Elsewhere, an AI-powered bot can sometimes become so slow that you question whether it works at all. This was not a common occurrence, but it happened more than once.

There’s also the fact that the add-on is exclusive to Lumio TVs and projectors. I understand why the company would want to use it to increase the value of its hardware, but it also feels like a missed opportunity. Bringing it to the Play Store could be a compelling reason for people using competing hardware to consider the Lumio ecosystem.

And finally, the elephant in the room – Gemini for TV is set to bring a very similar AI-powered experience to all TVs. The only caveat is that there’s no real timeline for wide availability. However, the chat-based interface of WhatsApp and Instagram is a real innovation and Gemini for TV doesn’t offer it. And that’s something worth leveraging for the benefit of the wider ecosystem.

Google should copy this playbook

Opening a specific TV show using a WhatsApp based command

Dhruv Bhutani / Android Authority

The philosophy behind what Lumio has built reflects the evolution that Google TV has had to embrace. Google already has all the pieces it needs to build such an experience locally, and it can do it at a scale that a small startup simply can’t match. From what I’ve seen of Gemini for TV so far, it looks like Google is doing the same.

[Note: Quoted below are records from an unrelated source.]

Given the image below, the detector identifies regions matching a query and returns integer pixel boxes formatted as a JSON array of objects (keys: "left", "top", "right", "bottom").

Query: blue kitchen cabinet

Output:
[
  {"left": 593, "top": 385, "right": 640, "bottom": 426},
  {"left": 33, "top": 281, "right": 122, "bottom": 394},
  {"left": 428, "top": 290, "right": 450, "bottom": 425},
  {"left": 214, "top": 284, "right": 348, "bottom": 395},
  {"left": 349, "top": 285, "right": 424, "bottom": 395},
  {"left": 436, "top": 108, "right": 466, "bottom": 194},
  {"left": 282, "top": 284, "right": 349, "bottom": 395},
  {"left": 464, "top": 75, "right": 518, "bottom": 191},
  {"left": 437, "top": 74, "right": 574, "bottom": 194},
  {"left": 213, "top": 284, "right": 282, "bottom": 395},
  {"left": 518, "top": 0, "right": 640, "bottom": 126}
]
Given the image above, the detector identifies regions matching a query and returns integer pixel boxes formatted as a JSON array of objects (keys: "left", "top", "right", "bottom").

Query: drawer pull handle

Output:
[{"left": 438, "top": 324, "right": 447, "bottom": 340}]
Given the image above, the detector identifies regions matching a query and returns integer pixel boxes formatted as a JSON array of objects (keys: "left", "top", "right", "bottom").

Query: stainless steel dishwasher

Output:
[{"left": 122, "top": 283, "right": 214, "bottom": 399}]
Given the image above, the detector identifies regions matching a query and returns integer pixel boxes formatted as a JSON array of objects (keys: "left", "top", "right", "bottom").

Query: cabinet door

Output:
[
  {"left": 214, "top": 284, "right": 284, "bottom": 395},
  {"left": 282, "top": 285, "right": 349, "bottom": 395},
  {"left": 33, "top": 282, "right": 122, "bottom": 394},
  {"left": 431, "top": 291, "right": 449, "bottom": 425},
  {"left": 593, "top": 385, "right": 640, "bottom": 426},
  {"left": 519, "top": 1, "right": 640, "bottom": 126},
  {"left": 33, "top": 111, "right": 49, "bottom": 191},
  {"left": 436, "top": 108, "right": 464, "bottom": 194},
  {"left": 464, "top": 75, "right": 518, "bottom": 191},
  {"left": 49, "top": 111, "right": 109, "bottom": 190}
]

A fascinating insight into where television interfaces are headed.

However, if Google integrated its conversational, smartphone-connected AI discovery engine into a TV experience complete with social connections, it would be, for lack of better words, a real game changer.

The native solution will completely remove the deep linking barriers that plague Project Neo or any similar application, allowing AI to not only find a movie, but also start playing it instantly on any service, making remote or hitherto poor voice-based interactions a thing of the past. Project Neo proves that natural language and the smartphone keyboard are key tools for content discovery, and Google should definitely build on that future as we move into the next generation of Google TV.